Pakar UGM: Larangan Impor 12 Komoditas Perlu Diiringi Kepastian Pasokan dan Distribusi

Pemerintah resmi memberlakukan larangan impor terhadap 12 komoditas pangan dan nonpangan sebagaimana tercantum dalam Peraturan Menteri Perdagangan (Permendag) Nomor 47 Tahun 2025. Sejumlah komoditas yang masuk daftar larangan antara lain gula, beras, bahan perusak lapisan ozon, kantong bekas, karung bekas, pakaian bekas, barang berbasis sistem pendingin pemadam api, barang berbasis sistem pendingin selain pemadam api, serta elektronik berbasis sistem pendingin.

Di tengah kebijakan tersebut, data mengenai kebutuhan masyarakat atas komoditas yang dilarang impor disebut masih belum dapat dipastikan apakah telah tercukupi. Selain ketersediaan produksi, aspek distribusi juga dinilai penting agar pasokan merata dan tidak memunculkan ketimpangan.

Guru Besar Fakultas Pertanian Universitas Gadjah Mada (UGM) Prof. Subejo menilai larangan impor ini diharapkan dapat menghidupkan industri dalam negeri. Namun, ia menekankan pelaksanaannya perlu didukung kepastian data permintaan dan pasokan, terutama untuk komoditas pangan.

Menurut Subejo, pemerintah harus memastikan ketersediaan komoditas di dalam negeri sebelum larangan diberlakukan secara efektif. Ia mengingatkan, apabila produksi domestik belum mampu memenuhi kebutuhan, kebijakan tersebut berisiko memicu gejolak ekonomi dan lonjakan harga. “Lonjakan harga bisa terjadi apabila produksi dalam negeri tidak dapat memenuhi kebutuhan. Maka penting untuk ada opsi lain apabila terjadi keadaan darurat seperti gagal panen dan lain sebagainya,” ujarnya, Rabu (14/1).

Selain sisi produksi, ia mendorong adanya strategi mitigasi melalui pemantauan sistem produksi dan distribusi. Subejo menilai penguatan sistem logistik yang efisien diperlukan agar barang dapat menjangkau berbagai wilayah dengan cepat. “Kalau jumlahnya cukup tapi sistem distribusinya tidak baik itu juga jadi masalah,” tuturnya.

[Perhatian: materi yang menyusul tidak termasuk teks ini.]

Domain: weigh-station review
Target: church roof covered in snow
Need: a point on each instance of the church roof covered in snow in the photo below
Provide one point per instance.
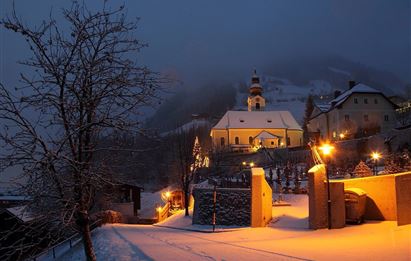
(264, 135)
(258, 120)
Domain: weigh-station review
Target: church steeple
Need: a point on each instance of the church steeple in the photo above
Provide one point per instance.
(255, 88)
(255, 101)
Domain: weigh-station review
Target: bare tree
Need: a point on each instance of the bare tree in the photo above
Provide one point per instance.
(86, 83)
(190, 159)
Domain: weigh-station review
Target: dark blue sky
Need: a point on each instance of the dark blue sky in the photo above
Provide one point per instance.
(198, 40)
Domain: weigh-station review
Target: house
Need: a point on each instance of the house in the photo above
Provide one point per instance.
(359, 111)
(248, 130)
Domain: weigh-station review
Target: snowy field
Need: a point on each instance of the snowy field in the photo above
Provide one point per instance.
(286, 238)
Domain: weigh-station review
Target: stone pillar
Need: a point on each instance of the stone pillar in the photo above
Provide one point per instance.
(317, 192)
(337, 205)
(261, 199)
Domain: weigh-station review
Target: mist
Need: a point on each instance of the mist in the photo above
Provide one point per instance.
(199, 43)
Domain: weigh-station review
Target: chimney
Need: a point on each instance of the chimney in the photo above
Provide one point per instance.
(351, 84)
(337, 93)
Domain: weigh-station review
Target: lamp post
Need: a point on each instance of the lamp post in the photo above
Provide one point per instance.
(326, 150)
(375, 156)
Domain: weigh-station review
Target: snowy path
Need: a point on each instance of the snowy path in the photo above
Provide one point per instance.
(286, 239)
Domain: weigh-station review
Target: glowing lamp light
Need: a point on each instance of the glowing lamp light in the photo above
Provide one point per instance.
(376, 155)
(326, 149)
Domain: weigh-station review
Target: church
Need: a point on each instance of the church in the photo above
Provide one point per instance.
(255, 128)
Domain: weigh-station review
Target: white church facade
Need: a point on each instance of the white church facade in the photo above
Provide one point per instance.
(256, 127)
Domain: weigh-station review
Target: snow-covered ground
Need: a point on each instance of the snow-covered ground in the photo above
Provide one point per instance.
(286, 238)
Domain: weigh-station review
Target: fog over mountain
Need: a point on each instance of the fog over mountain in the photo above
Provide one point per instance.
(202, 42)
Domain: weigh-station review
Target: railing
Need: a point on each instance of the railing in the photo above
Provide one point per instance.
(61, 247)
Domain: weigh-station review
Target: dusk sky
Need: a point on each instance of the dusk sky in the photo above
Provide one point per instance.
(199, 41)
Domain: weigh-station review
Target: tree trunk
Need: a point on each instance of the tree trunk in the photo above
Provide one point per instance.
(186, 202)
(87, 242)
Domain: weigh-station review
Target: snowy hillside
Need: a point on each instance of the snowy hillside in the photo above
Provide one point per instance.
(285, 238)
(283, 94)
(194, 124)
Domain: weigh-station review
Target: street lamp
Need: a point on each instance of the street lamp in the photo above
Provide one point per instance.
(375, 156)
(326, 150)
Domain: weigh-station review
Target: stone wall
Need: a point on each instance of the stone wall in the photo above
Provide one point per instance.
(233, 206)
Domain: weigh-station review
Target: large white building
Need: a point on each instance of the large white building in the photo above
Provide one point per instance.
(247, 130)
(359, 111)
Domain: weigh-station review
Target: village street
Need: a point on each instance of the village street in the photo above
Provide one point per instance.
(286, 238)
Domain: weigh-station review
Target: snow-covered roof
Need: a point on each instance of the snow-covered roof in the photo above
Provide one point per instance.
(359, 88)
(256, 85)
(264, 135)
(14, 198)
(323, 107)
(257, 120)
(21, 212)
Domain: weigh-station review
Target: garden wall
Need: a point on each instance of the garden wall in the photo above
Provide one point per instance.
(233, 206)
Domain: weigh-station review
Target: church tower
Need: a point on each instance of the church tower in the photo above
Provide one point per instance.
(255, 100)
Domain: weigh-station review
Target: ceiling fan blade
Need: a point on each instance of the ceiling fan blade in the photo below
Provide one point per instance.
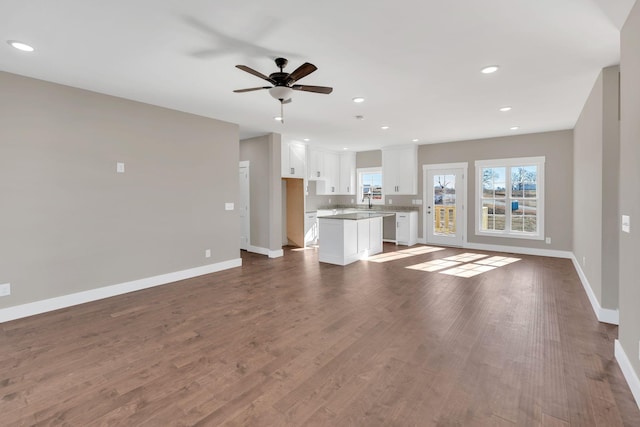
(300, 72)
(256, 73)
(251, 89)
(316, 89)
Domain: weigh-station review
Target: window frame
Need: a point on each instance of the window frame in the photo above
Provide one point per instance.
(359, 172)
(508, 164)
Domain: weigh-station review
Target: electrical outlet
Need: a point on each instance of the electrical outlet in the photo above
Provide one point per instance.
(5, 289)
(626, 223)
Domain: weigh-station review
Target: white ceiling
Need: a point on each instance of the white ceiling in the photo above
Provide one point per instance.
(417, 63)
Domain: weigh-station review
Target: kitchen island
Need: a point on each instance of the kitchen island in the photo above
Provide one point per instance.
(349, 237)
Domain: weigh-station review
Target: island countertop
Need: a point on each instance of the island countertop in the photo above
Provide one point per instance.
(355, 216)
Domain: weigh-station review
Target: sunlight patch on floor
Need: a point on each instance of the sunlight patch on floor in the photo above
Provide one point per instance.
(419, 250)
(466, 257)
(468, 270)
(497, 261)
(435, 265)
(388, 256)
(464, 265)
(404, 253)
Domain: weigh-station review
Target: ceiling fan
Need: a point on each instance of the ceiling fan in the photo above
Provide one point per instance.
(284, 83)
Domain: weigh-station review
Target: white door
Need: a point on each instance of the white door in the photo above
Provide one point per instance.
(244, 205)
(445, 199)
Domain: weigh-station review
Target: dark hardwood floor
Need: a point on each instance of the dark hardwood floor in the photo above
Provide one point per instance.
(291, 342)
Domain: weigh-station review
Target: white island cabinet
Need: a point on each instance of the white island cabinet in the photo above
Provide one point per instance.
(346, 238)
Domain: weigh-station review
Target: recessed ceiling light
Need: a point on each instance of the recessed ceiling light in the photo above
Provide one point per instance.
(20, 46)
(490, 69)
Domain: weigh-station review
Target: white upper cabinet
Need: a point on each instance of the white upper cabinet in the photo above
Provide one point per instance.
(400, 170)
(330, 175)
(293, 159)
(335, 172)
(347, 173)
(315, 164)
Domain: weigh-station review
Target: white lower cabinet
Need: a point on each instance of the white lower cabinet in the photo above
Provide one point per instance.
(310, 228)
(343, 241)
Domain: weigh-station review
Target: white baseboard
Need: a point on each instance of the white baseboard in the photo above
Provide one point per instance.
(265, 251)
(519, 250)
(56, 303)
(275, 254)
(627, 370)
(605, 315)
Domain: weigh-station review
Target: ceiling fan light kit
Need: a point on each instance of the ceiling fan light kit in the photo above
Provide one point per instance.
(283, 83)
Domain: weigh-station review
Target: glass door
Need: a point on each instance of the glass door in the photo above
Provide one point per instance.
(444, 210)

Untuk komoditas nonpangan seperti pakaian bekas, Subejo menyoroti lemahnya titik pengawasan selama ini. Ia menilai sistem pengawasan keluar-masuk barang perlu diperkuat untuk mencegah penyelundupan dan masuknya barang ilegal yang dapat mengganggu pelaksanaan kebijakan.

Subejo mengakui pengawasan di pelabuhan dan jalur masuk barang ilegal bukan hal mudah, mengingat kondisi geografis Indonesia sebagai negara kepulauan yang luas. Ia menyebut jalur-jalur melalui pulau kecil yang tidak terpantau intensif berpotensi dimanfaatkan untuk memasukkan barang secara tidak sah.

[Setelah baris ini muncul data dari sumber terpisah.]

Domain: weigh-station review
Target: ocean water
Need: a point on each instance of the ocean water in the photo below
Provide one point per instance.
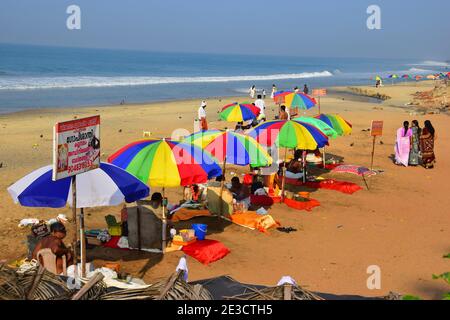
(39, 77)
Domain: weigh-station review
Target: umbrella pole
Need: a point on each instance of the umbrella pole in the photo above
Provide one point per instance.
(319, 104)
(164, 223)
(222, 186)
(283, 182)
(82, 244)
(74, 222)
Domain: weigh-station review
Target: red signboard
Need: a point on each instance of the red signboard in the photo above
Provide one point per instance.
(377, 128)
(319, 92)
(76, 147)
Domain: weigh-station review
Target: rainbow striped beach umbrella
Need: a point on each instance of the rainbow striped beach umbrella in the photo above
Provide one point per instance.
(231, 147)
(289, 134)
(339, 124)
(166, 163)
(295, 100)
(319, 124)
(236, 112)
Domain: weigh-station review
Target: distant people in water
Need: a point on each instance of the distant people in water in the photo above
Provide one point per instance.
(261, 105)
(274, 90)
(378, 83)
(414, 154)
(403, 145)
(305, 89)
(427, 138)
(202, 116)
(252, 92)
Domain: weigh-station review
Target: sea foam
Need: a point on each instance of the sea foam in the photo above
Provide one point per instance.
(65, 82)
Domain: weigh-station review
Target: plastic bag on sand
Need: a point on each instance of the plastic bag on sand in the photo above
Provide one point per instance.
(286, 280)
(123, 243)
(261, 211)
(107, 273)
(71, 269)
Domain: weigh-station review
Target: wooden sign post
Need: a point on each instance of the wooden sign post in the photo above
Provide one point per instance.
(319, 93)
(376, 130)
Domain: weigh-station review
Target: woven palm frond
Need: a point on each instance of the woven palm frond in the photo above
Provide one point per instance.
(283, 292)
(172, 288)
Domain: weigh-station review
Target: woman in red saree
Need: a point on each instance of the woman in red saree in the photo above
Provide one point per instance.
(403, 145)
(427, 139)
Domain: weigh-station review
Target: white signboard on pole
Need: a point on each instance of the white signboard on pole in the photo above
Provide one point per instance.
(76, 147)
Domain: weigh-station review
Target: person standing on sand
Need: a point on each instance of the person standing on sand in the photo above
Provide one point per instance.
(427, 139)
(274, 90)
(283, 115)
(414, 154)
(202, 116)
(403, 145)
(261, 105)
(305, 89)
(252, 92)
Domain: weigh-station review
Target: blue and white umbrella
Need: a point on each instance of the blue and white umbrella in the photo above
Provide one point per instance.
(108, 185)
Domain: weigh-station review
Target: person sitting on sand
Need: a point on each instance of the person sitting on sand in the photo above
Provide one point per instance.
(283, 115)
(54, 241)
(241, 194)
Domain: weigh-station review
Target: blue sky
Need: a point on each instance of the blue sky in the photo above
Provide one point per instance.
(410, 29)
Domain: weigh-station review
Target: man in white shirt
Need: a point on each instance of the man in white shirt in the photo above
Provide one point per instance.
(261, 105)
(202, 116)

Di sisi lain, Subejo juga menilai pemerintah perlu mempertimbangkan risiko kebijakan larangan impor terhadap komitmen perdagangan internasional. Ia mengingatkan Indonesia belum sepenuhnya mampu memenuhi kebutuhan dalam negeri untuk sejumlah komoditas tertentu seperti gandum dan buah-buahan subtropis. Menurutnya, diperlukan negosiasi internasional agar kebijakan tersebut tidak memicu hambatan perdagangan timbal balik. “Kalau Indonesia tidak mau menerima barangnya, ya tentu kelapa sawit Indonesia, karet Indonesia tidak bisa dikirim, sehingga saya kira ini memang dibutuhkan juga negosiasi-negosiasi internasional supaya saling memahami bahwa untuk komoditas ini misalnya kita cukup,” katanya.

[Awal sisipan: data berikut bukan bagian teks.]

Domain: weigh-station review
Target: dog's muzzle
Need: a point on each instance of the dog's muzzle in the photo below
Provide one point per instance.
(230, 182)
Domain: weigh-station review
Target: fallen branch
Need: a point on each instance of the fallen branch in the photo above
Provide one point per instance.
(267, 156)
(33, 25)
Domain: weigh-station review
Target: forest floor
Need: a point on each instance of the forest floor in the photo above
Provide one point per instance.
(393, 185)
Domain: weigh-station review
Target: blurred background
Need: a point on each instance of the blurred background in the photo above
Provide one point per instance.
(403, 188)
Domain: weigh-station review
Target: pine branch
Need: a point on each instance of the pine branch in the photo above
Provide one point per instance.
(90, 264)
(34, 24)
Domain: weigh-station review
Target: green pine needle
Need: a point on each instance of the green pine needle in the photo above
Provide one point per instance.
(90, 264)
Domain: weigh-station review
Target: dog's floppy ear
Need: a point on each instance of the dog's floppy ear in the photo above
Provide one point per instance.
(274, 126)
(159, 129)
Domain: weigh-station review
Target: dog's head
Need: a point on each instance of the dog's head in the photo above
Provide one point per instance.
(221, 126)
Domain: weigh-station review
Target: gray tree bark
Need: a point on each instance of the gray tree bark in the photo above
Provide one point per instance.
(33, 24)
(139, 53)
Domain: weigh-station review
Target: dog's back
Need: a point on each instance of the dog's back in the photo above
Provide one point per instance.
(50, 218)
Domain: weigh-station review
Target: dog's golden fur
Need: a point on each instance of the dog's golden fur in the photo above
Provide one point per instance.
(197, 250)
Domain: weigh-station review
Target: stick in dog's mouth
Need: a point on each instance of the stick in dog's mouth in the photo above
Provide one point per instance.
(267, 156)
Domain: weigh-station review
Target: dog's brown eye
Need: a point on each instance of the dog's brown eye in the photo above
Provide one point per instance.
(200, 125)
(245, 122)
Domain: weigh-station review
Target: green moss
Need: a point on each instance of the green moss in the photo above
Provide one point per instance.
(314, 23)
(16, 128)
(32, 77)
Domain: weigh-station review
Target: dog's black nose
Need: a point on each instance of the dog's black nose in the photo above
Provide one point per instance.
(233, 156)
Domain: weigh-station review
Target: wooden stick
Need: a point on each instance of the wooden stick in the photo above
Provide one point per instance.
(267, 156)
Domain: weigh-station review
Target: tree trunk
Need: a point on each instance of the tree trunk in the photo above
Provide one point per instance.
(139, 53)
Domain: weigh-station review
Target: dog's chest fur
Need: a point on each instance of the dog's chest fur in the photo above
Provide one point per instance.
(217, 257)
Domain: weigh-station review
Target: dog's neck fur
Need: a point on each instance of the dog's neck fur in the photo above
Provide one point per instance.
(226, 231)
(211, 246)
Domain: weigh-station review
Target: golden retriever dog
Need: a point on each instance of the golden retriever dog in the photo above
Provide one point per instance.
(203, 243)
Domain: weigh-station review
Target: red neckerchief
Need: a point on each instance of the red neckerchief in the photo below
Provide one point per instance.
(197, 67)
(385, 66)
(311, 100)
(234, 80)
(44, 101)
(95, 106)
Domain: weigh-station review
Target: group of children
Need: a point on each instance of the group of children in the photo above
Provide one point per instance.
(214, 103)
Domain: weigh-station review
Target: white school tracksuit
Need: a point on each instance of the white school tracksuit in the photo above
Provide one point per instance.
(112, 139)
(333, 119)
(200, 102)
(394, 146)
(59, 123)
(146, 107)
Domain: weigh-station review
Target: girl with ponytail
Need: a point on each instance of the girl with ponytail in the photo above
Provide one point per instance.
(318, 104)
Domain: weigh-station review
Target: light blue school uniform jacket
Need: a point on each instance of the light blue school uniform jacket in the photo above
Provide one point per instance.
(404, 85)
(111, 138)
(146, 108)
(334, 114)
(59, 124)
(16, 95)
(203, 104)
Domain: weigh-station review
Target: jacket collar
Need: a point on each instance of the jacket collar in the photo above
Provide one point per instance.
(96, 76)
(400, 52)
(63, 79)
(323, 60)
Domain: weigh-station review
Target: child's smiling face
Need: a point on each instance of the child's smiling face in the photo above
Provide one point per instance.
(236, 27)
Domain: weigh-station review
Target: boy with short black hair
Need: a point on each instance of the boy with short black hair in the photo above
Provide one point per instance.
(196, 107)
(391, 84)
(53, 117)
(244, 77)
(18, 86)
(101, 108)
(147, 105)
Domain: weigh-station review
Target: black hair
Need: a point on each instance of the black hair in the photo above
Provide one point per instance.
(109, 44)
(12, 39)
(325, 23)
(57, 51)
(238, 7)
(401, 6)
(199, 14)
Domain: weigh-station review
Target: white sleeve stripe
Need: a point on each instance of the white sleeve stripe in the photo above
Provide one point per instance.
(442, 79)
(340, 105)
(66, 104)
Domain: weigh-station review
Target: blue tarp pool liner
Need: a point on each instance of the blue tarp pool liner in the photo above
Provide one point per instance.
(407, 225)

Terkait ukuran keberhasilan kebijakan larangan impor tersebut, Subejo menyebut dua indikator utama, yakni tingkat produksi dan harga komoditas di pasaran. Ia menekankan pemantauan harga menjadi aspek krusial karena berkaitan langsung dengan keseimbangan pasokan dan permintaan. “Hukum ekonomi yang sederhana, kalau jumlahnya nggak cukup, permintaan naik, pasti harganya naik,” pungkasnya.